Williams also suggests that a seizure occurred because a young black female was approached by a white male law enforcement official. However, the Mendenhall test is objective; it is whether a reasonable person would have felt free to leave. Mendenhall, 446 U.S. at 554-55; Royer, 460 U.S. at 502. With these facts, the district court did not err in finding that no seizure occurred.
Next, Williams maintains that she was effectively arrested when she made the phone call because the agents remained nearby. There is no legal basis for this contention. An arrest occurs when a person's freedom of movement is restrained and as a result he reasonably believes that he is not free to leave. In Florida v. Royer, 460 U.S. 491, 503 (1983), Royer was held to have been arrested when he was asked to leave the airport concourse and was taken to a small room forty feet away where he was alone with two officers who held his ticket and identification, told him they thought he was carrying narcotics and had seized the luggage he had already checked at the ticket counter. In contrast, Williams was in a public area of the airport, near an exit. She had given an equivocal answer to Agent Wolpert's request to look in her bag, responding only that she had to make a call. The agents remained, waiting for a more definite answer. Williams could have left without giving any answer. The fact that she stayed does not create a de facto arrest.

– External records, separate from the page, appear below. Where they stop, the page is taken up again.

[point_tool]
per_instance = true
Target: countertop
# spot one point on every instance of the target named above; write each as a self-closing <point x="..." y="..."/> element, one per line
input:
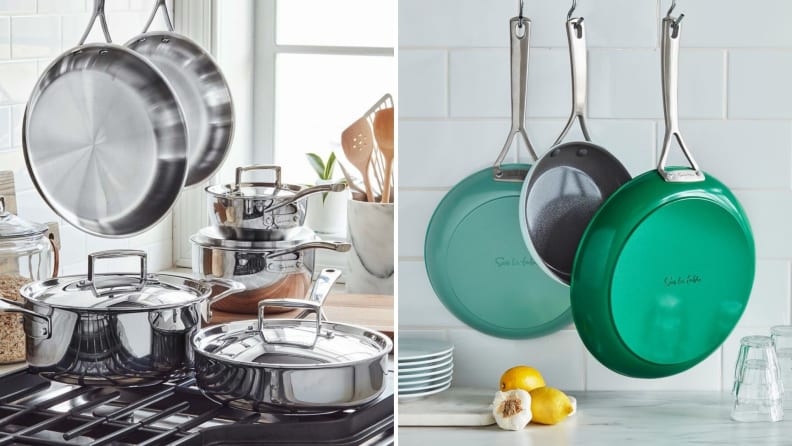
<point x="616" y="418"/>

At the time the plastic bag of white powder was discovered, probable cause to believe that Williams was committing an offense did arise, and her arrest then was proper. Beck v. Ohio, 379 U.S. 89, 91 (1964).
For the foregoing reasons, we affirm the district court's order denying Williams' motion to suppress the evidence seized, and we affirm her conviction. We dispense with oral argument because the facts and legal arguments are adequately presented in the briefs and record, and the decisional process would not be significantly aided by oral argument.